Metadata-Version: 2.1
Name: mlstclassifier-cd
Version: 0.3.3
Summary: multi-locus sequence type clade classifier for C.difficile
Home-page: https://github.com/eliottBo/MLSTclassifier_cd
License: Apache License
Author: Eliott Bosshard
Requires-Python: >=3.11,<3.12
Classifier: License :: Other/Proprietary License
Classifier: Programming Language :: Python :: 3
Classifier: Programming Language :: Python :: 3.11
Requires-Dist: joblib (>=1.2.0,<=1.3.2)
Requires-Dist: matplotlib (>=3.7.0)
Requires-Dist: pandas (>=1.5.3)
Requires-Dist: plotly (>=5.15.0)
Requires-Dist: scikit-learn (==1.3.0)
Project-URL: Repository, https://github.com/eliottBo/MLSTclassifier_cd
Description-Content-Type: text/markdown

# MLSTclassifier_cd

## Table of Contents

- [Overview](#overview)

- [Installation](#installation)

- [Usage](#usage)

- [Output](#output)

## Overview

Enhance your clade prediction process with MLSTclassifier_cd, a powerful machine learning tool that employs K-Nearest Neighbors (KNN) algorithm. Designed specifically for Multi-Locus Sequence Type (MLST) analysis of _C. difficile_ strains, including cryptic variants, this tool streamlines and accelerates clade prediction. MLSTclassifier_cd achieves a prediction accuracy of approximately 92%.

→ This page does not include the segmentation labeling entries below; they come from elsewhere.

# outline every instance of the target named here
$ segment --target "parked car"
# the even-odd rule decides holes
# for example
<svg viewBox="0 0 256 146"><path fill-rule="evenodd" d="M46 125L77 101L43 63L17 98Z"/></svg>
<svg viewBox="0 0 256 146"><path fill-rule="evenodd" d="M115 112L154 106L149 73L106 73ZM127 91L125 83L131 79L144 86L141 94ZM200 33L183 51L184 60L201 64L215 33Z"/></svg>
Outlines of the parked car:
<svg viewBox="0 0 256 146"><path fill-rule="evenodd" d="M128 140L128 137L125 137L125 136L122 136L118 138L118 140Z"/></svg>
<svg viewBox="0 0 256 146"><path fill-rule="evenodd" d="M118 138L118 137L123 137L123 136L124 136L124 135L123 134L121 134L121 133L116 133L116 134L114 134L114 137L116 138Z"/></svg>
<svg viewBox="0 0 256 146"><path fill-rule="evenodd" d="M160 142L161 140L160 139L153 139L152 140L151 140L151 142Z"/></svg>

StatQuest methodology was used to build the model (https://www.youtube.com/watch?v=q90UDEgYqeI&t=3327s). Powered by the Scikit-learn library, MLSTclassifier_cd is a good tool to have a first classification of your _C. difficile_ strains including cryptic ones.

The model was trained using data from PubMLST (May 2023): https://pubmlst.org/bigsdb?db=pubmlst_cdifficile_seqdef&page=downloadProfiles&scheme_id=1. Cryptic strains for training were assessed manually using phylogenetic tree construction, fastbaps and popPUNK to refine clustering.

GitHub repo: https://github.com/eliottBo/MLSTclassifier_cd

## Installation:

It is recommended to use a virtual environment.

**Install PyPI package:**
`pip install mlstclassifier-cd`

https://pypi.org/project/mlstclassifier-cd/

## Usage:


The query is a directory containing ".mlst" files like the ones retrieved on PubMLST or a path to a directory containing ".fastmlst" output files from [FastMLST](https://github.com/EnzoAndree/FastMLST).

### Basic Command:
`MLSTclassifier_cd [query directory path] [output file path]`

Example: `MLSTclassifier_cd /Desktop/directory_name /Desktop/directory_name/example_output.csv`

## Output:

After running MLSTclassifier_cd, the output file should contain an additional column named "predicted_clade".
It also creates the following files:

- "pie_chart.html" displays the proportions of the different classes found.
- "count.csv" a csv file containing the raw value count of your predicted clades for you to generate your own graphs!